Basically Recurrent Neural Network (RNN) are designed to allow deep networks to handle sequence of data where the sequence of data matters like (speech, video, text).
If you want to read more about the internal work of RNN, no one illustrate it better than Christopher Olah [http://colah.github.io/posts/2015-08-Understanding-LSTMs/].
Now what about our problem, how to train recurrent neural network (RNN) to read sequence of pixels in an image and decode it to sequence of predictions based on this features. In the following diagrams i made it as simple as possible to get intuition about the mechanism of recurrent neural network (RNN) and how it operates internally. We feed each row of the training samples in sequential manner so each row is processed in a single step of the network through (feed forward) pass operation.


Now time for some coding to get better overview if you don’t catch up yet.
import keras as K
import keras.layers as L
import keras.models as M
n_steps = h ## rows steps
n_features = w ## columns features
## GRU Cell with 40 hidden units
gru = L.GRU(units=40)
## Fully connected output layer
dense = L.Dense(10, activation="softmax")

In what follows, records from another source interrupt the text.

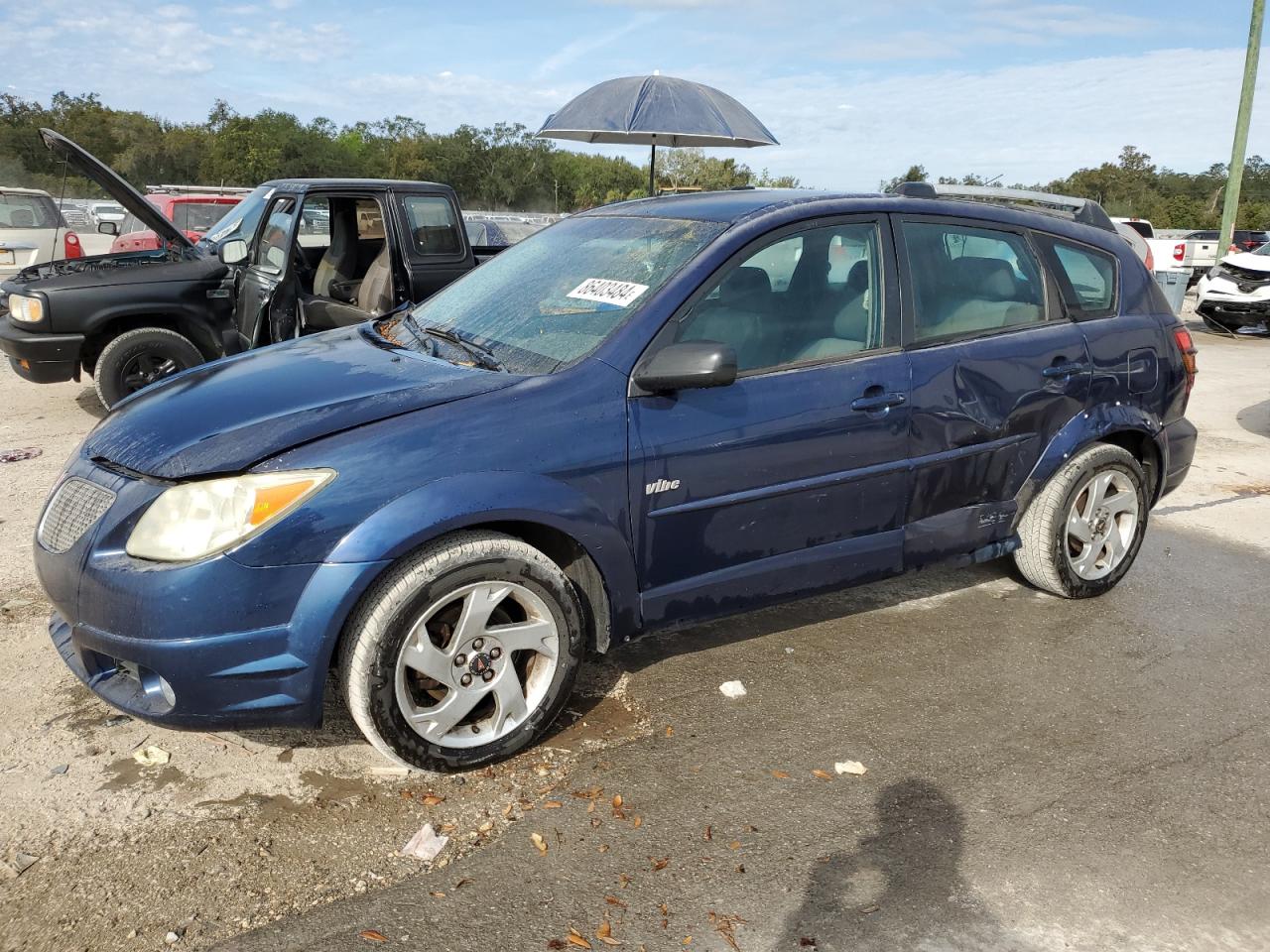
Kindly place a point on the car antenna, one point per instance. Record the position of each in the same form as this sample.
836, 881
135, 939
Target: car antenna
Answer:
62, 200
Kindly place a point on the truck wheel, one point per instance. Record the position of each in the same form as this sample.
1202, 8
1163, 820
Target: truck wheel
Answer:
463, 653
1082, 531
140, 357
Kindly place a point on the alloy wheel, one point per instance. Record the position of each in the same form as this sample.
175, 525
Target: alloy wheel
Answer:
476, 664
1101, 525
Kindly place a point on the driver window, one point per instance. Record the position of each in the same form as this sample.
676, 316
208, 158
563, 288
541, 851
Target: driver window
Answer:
271, 250
813, 296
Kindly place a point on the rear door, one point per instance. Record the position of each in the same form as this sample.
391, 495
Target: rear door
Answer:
266, 308
434, 241
998, 368
794, 477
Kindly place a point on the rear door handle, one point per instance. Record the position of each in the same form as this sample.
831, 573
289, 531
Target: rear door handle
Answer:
1065, 370
879, 402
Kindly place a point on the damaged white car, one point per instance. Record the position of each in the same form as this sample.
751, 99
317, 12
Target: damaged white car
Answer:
1236, 293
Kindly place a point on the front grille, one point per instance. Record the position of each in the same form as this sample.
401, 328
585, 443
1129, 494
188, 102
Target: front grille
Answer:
72, 511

reshape = L.Reshape((4, 10))
inp = L.Input((n_steps, n_features))
out = gru(inp)
out = reshape(out)
out = dense(out)
model = M.Model(inp, out)
model.summary()
_________________________________________________________________
Layer (type) Output Shape Param #
=================================================================
input_1 (InputLayer) (None, 64, 208) 0
_________________________________________________________________
gru_1 (GRU) (None, 40) 29880
_________________________________________________________________
reshape_1 (Reshape) (None, 4, 10) 0
_________________________________________________________________
dense_1 (Dense) (None, 4, 10) 110
=================================================================
Total params: 29,990
Trainable params: 29,990
Non-trainable params: 0
_________________________________________________________________
model.compile(loss='categorical_crossentropy', optimizer=K.optimizers.adam(), metrics=['categorical_accuracy'])
Now time for training …
model_hist = model.fit(
x=X_train, y=Y_train,
epochs=100,
batch_size=128,
validation_data=(X_test, Y_test)
)
Epoch 95/100
15000/15000 [==============================] - 11s 755us/step - loss: 0.2711 - categorical_accuracy: 0.9150 - val_loss: 0.3019 - val_categorical_accuracy: 0.9030
Epoch 96/100
15000/15000 [==============================] - 11s 749us/step - loss: 0.2758 - categorical_accuracy: 0.9111 - val_loss: 0.2508 - val_categorical_accuracy: 0.9313
Epoch 97/100
15000/15000 [==============================] - 11s 748us/step - loss: 0.2289 - categorical_accuracy: 0.9351 - val_loss: 0.2312 - val_categorical_accuracy: 0.9363
Epoch 98/100
15000/15000 [==============================] - 11s 750us/step - loss: 0.2250 - categorical_accuracy: 0.9357 - val_loss: 0.2438 - val_categorical_accuracy: 0.9260
Epoch 99/100
15000/15000 [==============================] - 11s 747us/step - loss: 0.2242 - categorical_accuracy: 0.9362 - val_loss: 0.2870 - val_categorical_accuracy: 0.9070
Epoch 100/100
15000/15000 [==============================] - 11s 752us/step - loss: 0.2577 - categorical_accuracy: 0.9180 - val_loss: 0.2291 - val_categorical_accuracy: 0.9340
Let’s plot the result for inference and checking out over-fitting and the model performance
import matplotlib.pyplot as plt
plt.style.use("ggplot")
plt.figure(figsize=(12,12))
plt.plot(model_hist.history["loss"])
plt.plot(model_hist.history["val_loss"])
plt.plot(model_hist.history["categorical_accuracy"])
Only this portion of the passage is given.